Jack McFadden-Talbot

Violinist James McFadden-Talbot joined the Louisville Orchestra in 2018 and became Assistant Concertmaster in 2023. In 2020, he gave his solo debut on Vivaldi’s Spring Concerto from the Four Seasons with Teddy Abrams conducting. Also a chamber musician, James performs in Duo Criquet with violinist Heather Thomas. The duo recently performed at the Opus 74 Festival in Flaine, France, and with the National Youth Ballet of Germany in Hamburg. James studied with Midori Goto at the University of Southern California where he won First Place in the 2018 Bach Solo Competition. He received a Master of Music degree in Germany from the Hamburg Hochschule für Musik und Theater with Tanja Becker-Bender. During his graduate years, he attended Tanglewood Music Center, and was a substitute in New World Symphony. Before college, he studied violin at the Colburn School of Performing Arts with Henry Gronnier while studying composition with Steven Stucky in the Los Angeles Philharmonic Composer Fellowship Program.
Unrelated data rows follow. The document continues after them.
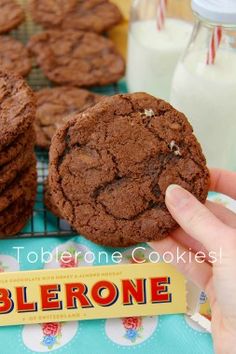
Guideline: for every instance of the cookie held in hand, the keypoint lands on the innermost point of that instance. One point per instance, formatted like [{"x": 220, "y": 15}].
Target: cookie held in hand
[{"x": 110, "y": 167}]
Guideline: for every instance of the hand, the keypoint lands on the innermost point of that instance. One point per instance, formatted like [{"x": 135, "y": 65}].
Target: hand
[{"x": 208, "y": 228}]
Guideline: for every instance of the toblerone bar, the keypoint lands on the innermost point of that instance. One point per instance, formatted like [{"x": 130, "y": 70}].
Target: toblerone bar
[{"x": 91, "y": 293}]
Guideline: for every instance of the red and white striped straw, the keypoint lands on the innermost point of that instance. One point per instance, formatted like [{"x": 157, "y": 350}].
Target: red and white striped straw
[
  {"x": 161, "y": 14},
  {"x": 214, "y": 45}
]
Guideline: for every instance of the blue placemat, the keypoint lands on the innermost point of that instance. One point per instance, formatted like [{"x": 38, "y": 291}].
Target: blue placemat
[{"x": 158, "y": 334}]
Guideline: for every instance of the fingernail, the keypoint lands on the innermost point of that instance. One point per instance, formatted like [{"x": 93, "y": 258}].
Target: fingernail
[{"x": 177, "y": 196}]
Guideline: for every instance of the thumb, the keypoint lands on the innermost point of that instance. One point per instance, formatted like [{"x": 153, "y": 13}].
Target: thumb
[{"x": 196, "y": 219}]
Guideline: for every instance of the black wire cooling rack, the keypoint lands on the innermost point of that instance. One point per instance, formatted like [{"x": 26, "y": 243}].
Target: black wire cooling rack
[{"x": 43, "y": 222}]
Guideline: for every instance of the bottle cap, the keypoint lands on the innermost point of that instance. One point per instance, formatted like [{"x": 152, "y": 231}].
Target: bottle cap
[{"x": 219, "y": 11}]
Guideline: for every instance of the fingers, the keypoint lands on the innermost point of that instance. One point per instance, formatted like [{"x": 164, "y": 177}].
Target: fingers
[
  {"x": 223, "y": 182},
  {"x": 195, "y": 219},
  {"x": 199, "y": 273},
  {"x": 182, "y": 238},
  {"x": 227, "y": 216},
  {"x": 224, "y": 214}
]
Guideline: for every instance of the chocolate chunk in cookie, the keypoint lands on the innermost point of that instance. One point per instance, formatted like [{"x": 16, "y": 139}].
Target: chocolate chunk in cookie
[
  {"x": 87, "y": 15},
  {"x": 110, "y": 167},
  {"x": 11, "y": 15},
  {"x": 77, "y": 58},
  {"x": 17, "y": 107},
  {"x": 14, "y": 56},
  {"x": 55, "y": 106}
]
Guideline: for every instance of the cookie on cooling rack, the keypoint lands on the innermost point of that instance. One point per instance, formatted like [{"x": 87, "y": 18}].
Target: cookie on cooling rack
[
  {"x": 77, "y": 58},
  {"x": 9, "y": 171},
  {"x": 11, "y": 15},
  {"x": 54, "y": 107},
  {"x": 10, "y": 152},
  {"x": 87, "y": 15},
  {"x": 48, "y": 200},
  {"x": 110, "y": 167},
  {"x": 16, "y": 203},
  {"x": 18, "y": 108},
  {"x": 14, "y": 56},
  {"x": 18, "y": 176}
]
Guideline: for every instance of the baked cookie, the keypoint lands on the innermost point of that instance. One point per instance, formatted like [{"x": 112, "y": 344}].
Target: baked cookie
[
  {"x": 11, "y": 151},
  {"x": 22, "y": 204},
  {"x": 55, "y": 105},
  {"x": 86, "y": 15},
  {"x": 11, "y": 15},
  {"x": 14, "y": 56},
  {"x": 9, "y": 171},
  {"x": 18, "y": 224},
  {"x": 110, "y": 167},
  {"x": 17, "y": 107},
  {"x": 48, "y": 200},
  {"x": 77, "y": 58},
  {"x": 23, "y": 182}
]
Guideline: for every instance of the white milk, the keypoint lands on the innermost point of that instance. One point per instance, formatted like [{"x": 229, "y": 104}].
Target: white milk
[
  {"x": 153, "y": 55},
  {"x": 207, "y": 95}
]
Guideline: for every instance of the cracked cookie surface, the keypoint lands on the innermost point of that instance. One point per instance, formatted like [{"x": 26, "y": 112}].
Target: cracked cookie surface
[
  {"x": 14, "y": 56},
  {"x": 17, "y": 107},
  {"x": 86, "y": 15},
  {"x": 77, "y": 58},
  {"x": 11, "y": 15},
  {"x": 110, "y": 167},
  {"x": 55, "y": 106}
]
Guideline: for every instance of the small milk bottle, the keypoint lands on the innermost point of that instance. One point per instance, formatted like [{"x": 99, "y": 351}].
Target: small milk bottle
[
  {"x": 158, "y": 35},
  {"x": 204, "y": 83}
]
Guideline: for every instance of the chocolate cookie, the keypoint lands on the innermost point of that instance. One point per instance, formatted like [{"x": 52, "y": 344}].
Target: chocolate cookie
[
  {"x": 86, "y": 15},
  {"x": 11, "y": 15},
  {"x": 18, "y": 224},
  {"x": 17, "y": 107},
  {"x": 110, "y": 167},
  {"x": 22, "y": 204},
  {"x": 55, "y": 105},
  {"x": 24, "y": 181},
  {"x": 48, "y": 200},
  {"x": 9, "y": 171},
  {"x": 14, "y": 56},
  {"x": 77, "y": 58},
  {"x": 11, "y": 151}
]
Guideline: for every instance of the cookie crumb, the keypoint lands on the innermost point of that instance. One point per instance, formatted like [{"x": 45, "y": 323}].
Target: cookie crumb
[
  {"x": 175, "y": 148},
  {"x": 149, "y": 113}
]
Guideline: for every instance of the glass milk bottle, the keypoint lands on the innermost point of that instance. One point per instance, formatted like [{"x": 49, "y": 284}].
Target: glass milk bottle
[
  {"x": 157, "y": 37},
  {"x": 204, "y": 83}
]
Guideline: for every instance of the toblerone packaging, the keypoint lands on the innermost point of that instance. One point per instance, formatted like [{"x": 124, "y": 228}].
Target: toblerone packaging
[{"x": 94, "y": 293}]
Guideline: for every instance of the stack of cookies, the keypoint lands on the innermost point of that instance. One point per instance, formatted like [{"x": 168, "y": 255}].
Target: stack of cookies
[
  {"x": 18, "y": 177},
  {"x": 14, "y": 56}
]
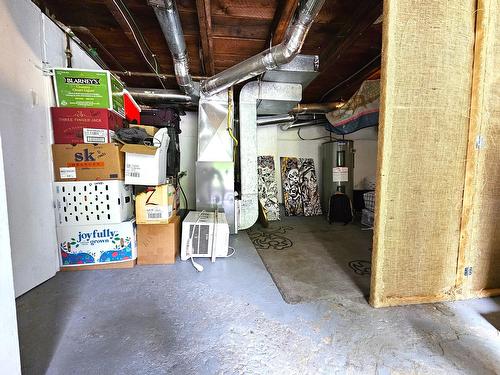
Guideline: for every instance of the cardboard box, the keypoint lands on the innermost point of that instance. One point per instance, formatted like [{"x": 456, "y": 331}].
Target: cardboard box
[
  {"x": 158, "y": 244},
  {"x": 93, "y": 202},
  {"x": 86, "y": 162},
  {"x": 101, "y": 266},
  {"x": 155, "y": 205},
  {"x": 84, "y": 125},
  {"x": 151, "y": 130},
  {"x": 147, "y": 165},
  {"x": 85, "y": 88},
  {"x": 81, "y": 245}
]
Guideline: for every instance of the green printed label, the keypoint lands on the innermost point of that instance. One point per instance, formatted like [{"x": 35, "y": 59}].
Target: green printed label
[{"x": 88, "y": 89}]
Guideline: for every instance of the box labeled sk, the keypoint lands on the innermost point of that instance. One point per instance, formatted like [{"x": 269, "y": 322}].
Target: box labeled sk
[
  {"x": 158, "y": 244},
  {"x": 85, "y": 88},
  {"x": 155, "y": 205},
  {"x": 85, "y": 162},
  {"x": 93, "y": 202},
  {"x": 84, "y": 125},
  {"x": 147, "y": 165},
  {"x": 81, "y": 245}
]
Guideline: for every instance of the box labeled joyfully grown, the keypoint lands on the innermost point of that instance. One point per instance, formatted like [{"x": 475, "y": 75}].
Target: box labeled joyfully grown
[{"x": 81, "y": 245}]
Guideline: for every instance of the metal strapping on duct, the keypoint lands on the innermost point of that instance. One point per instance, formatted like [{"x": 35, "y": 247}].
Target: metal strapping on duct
[
  {"x": 168, "y": 17},
  {"x": 249, "y": 95},
  {"x": 270, "y": 59}
]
His foundational teachers were Frank Becker, Cara Chang, and Philip & Natalia Vaiman.

Stephen Miahky

Praised for his “sweet, luxurious” sound (Fanfare), and the “thoughtfulness and seriousness” (Nashville Scene) of his interpretations, Stephen Miahky is the Joseph Joachim Professor of Violin at Vanderbilt University and first violin of the Blair String Quartet. He has garnered acclaim for his performances throughout North America, South America, Europe, and Asia in concert halls and music festivals. Some of his recent engagements include performances at New York City’s Merkin Hall, Symphony Space, and Bargemusic, Atlanta’s ProMozart Society, the Princeton Chamber Music Society, the American Academies in Rome and Berlin, and NPR’s Performance Today. He has been featured in chamber music performances with musicians such as Lynn Harrell, Joseph Silverstein, Andres Cardenes, Glenn Dicterow, Steven Doane, and Jinjoo Cho. Miahky is a member of Brave New Works and a rotating concertmaster of the IRIS Orchestra, based in Memphis, Tennessee. He has also performed as guest concertmaster of the Illinois Symphony, the Columbus ProMusica Chamber Orchestra, Houston’s River Oaks Chamber Orchestra, and the Kansas City Symphony. As a recording artist, Miahky can be heard on numerous world-premiere recordings on the AMP, New Dynamic, Edition Modern, Albany, and Naxos record labels. Originally from Akron, Ohio, Miahky earned B.M. and M.M. degrees from the University of Michigan and a D.M.A. degree from Rutgers University. He studied violin with Arnold Steinhardt, Paul Kantor, and Alan Bodman, and chamber music with Andrew Jennings, Martin Katz, and members of the Cleveland, Brentano, Emerson, Juilliard, American, and Tokyo String Quartets. He received additional training at the Aspen Music Festival, Canada’s National Arts Centre, the Perlman Music Program, and the Meadowmount School of Music, where he was recently recognized as a distinguished alumnus. Miahky spends his summers teaching and performing at ENCORE Chamber Music in northeast Ohio and the Walla Walla Chamber Music Festival in eastern Washington.